Saturday, March 5, 2005

Matthew 26:36-37 Then Jesus came with them to a place called Gethsemane, and said to the disciples, "Sit here while I go and pray over there." . . . and He began to be sorrowful and deeply distressed.

A TALE OF TWO GARDENS

All the weight of suffering, shame and death which Jesus was to bear had its beginning in the Garden of Eden with the rebellion of Adam and Eve. There the first seeds of sin were sown, promising wonderful fruit but producing nothing but pain and sorrow and death. And down through the centuries the dank growth of sin spread and increased -- rank, fetid, dense -- leaving no one and nothing untouched, choking off all future for the human race.

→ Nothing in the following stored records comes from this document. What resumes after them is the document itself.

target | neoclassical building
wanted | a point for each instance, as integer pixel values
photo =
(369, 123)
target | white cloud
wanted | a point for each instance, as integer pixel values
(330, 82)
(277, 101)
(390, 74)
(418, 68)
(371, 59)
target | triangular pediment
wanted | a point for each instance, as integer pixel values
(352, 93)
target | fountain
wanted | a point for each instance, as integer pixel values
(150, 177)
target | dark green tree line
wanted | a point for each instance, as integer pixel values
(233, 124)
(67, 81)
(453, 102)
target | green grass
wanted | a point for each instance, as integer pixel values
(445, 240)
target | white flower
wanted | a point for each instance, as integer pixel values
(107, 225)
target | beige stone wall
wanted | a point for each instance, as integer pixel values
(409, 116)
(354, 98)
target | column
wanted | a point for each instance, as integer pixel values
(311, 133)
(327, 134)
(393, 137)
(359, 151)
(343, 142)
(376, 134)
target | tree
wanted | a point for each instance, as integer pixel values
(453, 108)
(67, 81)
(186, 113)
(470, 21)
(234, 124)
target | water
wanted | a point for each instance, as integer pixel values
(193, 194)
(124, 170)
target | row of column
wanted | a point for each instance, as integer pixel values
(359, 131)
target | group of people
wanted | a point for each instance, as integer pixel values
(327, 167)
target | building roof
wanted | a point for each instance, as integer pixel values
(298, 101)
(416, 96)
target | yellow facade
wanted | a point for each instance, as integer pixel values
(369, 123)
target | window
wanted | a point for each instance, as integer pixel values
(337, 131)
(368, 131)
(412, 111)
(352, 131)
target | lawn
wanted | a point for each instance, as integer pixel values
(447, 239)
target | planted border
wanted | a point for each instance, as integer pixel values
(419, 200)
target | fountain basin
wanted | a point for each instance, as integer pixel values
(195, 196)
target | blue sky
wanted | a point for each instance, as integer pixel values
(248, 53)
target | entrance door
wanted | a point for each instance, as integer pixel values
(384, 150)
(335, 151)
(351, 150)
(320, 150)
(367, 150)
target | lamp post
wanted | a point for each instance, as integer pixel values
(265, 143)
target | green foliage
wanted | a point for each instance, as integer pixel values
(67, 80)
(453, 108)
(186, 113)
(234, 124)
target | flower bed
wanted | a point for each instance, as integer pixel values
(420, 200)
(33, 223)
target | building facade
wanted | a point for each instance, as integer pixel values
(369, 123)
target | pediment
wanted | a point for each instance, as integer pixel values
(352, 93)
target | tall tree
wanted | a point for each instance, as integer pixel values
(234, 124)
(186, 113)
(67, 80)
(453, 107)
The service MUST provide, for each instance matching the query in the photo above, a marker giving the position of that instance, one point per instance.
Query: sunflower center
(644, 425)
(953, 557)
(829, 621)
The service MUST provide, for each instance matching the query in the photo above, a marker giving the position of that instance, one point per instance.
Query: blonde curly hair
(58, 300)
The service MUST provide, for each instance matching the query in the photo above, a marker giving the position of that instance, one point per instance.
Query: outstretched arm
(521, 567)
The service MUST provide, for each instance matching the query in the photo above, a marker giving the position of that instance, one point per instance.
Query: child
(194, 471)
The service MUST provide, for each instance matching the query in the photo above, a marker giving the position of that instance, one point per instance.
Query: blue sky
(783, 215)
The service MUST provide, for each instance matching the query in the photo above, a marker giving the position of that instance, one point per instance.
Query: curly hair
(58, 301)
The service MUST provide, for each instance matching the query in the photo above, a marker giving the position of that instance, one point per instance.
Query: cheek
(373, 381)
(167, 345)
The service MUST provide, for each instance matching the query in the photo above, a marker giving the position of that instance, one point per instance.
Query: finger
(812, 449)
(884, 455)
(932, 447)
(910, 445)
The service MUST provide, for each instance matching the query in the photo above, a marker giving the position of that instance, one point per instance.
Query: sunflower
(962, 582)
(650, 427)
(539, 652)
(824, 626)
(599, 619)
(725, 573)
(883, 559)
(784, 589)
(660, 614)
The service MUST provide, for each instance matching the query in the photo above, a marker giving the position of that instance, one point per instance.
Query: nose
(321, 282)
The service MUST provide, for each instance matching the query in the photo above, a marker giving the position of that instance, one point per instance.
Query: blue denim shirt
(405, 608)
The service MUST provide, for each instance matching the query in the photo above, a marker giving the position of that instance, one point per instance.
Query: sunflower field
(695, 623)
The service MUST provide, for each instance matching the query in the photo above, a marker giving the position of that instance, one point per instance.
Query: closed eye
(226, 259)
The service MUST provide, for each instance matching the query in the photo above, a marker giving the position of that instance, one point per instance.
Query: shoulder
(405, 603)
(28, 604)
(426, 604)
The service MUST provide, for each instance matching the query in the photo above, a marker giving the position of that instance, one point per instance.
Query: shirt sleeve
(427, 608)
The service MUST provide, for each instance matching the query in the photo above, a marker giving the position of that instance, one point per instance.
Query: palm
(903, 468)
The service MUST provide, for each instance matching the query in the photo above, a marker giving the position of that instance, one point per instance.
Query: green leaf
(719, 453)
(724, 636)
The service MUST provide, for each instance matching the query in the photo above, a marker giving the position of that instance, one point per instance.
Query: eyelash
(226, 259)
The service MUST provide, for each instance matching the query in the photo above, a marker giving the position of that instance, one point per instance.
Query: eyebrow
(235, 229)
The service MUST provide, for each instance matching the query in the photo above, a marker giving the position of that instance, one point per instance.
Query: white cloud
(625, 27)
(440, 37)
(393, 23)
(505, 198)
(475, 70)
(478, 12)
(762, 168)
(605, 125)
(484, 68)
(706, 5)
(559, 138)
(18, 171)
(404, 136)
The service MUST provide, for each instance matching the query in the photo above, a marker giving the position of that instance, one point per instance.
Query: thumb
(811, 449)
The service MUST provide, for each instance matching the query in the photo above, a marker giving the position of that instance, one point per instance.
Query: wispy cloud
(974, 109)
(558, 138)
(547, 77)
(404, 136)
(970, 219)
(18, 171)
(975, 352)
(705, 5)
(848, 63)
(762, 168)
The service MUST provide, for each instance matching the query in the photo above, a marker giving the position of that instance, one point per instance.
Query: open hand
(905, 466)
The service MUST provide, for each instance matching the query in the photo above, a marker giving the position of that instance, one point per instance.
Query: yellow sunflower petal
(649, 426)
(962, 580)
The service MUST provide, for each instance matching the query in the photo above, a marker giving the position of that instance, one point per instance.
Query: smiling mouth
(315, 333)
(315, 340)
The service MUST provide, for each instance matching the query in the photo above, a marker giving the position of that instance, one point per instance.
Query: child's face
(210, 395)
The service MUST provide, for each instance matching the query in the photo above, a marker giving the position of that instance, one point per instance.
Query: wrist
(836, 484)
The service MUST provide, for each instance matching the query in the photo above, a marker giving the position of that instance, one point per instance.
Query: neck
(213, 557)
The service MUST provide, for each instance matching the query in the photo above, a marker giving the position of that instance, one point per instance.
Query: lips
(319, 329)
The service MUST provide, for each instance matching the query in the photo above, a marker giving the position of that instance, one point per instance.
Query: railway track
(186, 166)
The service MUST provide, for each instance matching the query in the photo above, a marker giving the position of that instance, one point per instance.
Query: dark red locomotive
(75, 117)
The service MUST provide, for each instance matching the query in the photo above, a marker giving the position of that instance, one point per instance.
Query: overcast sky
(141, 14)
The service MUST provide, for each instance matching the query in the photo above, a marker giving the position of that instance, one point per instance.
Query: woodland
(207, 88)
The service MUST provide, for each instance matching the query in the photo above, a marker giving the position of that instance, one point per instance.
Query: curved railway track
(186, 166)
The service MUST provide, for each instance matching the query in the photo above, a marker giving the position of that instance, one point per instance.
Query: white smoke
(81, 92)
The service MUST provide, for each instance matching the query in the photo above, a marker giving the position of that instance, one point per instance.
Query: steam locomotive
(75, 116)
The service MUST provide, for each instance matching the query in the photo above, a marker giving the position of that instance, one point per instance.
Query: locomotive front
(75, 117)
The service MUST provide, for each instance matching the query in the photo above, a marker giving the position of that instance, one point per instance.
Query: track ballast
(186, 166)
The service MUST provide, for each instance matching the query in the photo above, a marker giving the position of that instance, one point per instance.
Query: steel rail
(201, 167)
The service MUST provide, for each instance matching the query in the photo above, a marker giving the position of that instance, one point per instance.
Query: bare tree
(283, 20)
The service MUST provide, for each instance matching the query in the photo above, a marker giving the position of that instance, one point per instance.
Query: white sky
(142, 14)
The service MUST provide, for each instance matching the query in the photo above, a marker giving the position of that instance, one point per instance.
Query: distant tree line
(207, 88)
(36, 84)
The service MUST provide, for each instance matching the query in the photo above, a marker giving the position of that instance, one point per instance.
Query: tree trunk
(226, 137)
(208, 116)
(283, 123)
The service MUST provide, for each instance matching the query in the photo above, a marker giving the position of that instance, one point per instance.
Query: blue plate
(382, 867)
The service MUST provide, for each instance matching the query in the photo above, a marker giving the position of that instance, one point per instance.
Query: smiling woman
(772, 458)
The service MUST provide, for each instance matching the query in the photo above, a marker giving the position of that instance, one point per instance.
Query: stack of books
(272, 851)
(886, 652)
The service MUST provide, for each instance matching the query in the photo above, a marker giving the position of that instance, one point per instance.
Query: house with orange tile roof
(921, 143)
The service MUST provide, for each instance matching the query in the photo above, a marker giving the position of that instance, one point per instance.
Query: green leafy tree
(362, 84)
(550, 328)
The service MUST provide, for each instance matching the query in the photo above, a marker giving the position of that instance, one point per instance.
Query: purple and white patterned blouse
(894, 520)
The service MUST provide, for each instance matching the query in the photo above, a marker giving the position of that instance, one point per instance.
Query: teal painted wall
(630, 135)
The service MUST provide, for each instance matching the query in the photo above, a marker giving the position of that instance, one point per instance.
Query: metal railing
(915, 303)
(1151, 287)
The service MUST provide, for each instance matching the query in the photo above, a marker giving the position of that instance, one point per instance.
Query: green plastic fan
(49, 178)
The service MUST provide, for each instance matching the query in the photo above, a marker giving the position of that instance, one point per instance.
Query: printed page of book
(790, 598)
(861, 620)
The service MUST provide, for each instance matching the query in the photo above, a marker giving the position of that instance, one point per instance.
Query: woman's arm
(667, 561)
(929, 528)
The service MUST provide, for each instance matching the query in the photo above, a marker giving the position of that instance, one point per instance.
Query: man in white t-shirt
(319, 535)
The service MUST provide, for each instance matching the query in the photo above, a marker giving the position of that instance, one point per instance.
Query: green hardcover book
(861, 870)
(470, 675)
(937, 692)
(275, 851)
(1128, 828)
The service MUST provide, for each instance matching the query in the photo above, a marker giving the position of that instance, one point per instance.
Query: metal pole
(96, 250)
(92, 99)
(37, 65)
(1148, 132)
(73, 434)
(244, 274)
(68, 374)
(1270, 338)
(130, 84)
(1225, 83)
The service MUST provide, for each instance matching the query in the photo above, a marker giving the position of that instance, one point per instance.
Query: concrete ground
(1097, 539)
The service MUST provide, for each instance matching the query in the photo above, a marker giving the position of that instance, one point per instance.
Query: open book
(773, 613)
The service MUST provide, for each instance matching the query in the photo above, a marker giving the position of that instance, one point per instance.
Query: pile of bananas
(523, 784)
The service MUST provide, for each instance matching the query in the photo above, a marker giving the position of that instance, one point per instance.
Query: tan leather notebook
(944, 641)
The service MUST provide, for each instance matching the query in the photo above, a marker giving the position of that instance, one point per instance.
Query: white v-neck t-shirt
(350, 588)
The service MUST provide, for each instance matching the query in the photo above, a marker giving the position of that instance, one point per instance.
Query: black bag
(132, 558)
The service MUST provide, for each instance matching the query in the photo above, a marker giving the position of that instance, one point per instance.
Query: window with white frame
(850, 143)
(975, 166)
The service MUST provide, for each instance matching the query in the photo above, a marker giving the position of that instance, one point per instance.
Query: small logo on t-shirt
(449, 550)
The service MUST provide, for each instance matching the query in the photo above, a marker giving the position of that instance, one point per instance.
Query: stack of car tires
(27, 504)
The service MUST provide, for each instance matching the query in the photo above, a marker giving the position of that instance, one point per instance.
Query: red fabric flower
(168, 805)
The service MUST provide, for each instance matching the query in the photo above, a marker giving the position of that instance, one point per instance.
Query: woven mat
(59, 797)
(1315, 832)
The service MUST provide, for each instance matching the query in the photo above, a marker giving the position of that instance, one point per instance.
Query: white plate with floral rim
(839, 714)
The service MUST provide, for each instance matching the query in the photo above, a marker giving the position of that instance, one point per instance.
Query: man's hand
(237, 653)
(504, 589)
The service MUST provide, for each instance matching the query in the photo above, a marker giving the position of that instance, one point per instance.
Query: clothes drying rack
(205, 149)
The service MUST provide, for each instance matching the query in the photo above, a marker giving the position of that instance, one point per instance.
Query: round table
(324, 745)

Now Christ must deal with it all, taking up not just the guilt of Adam's disobedience but all the accumulated guilt of countless idolatries and adulteries, thieveries and blasphemies, covetings and cursings, lies and abuse, envies and jealousies, cruelties and tortures and murders. And the just judgment which justice pronounced on all this foulness was as hard, cold, implacable and unrelenting as that rock upon which Jesus is often pictured leaning as He prays in Gethsemane.

Now the world's sin-guilt had been taken up by Jesus during His whole ministry but here in Gethsemane the final hours of bearing its entire crushing weight arrived all at once. All that is horrible, unspeakable, hellish, damnable in our guilt rose up to meet Him in this Garden. All this the Tempter then used to try to turn Christ aside from His mission and goal. It was Satan's last great attempt to sabotage the work of atonement. He used one of His most tried and true weapons: fear -- fear of temporal, eternal and spiritual death. It didn't work!

Thousand, thousand, thanks shall be, Dearest Jesus unto Thee.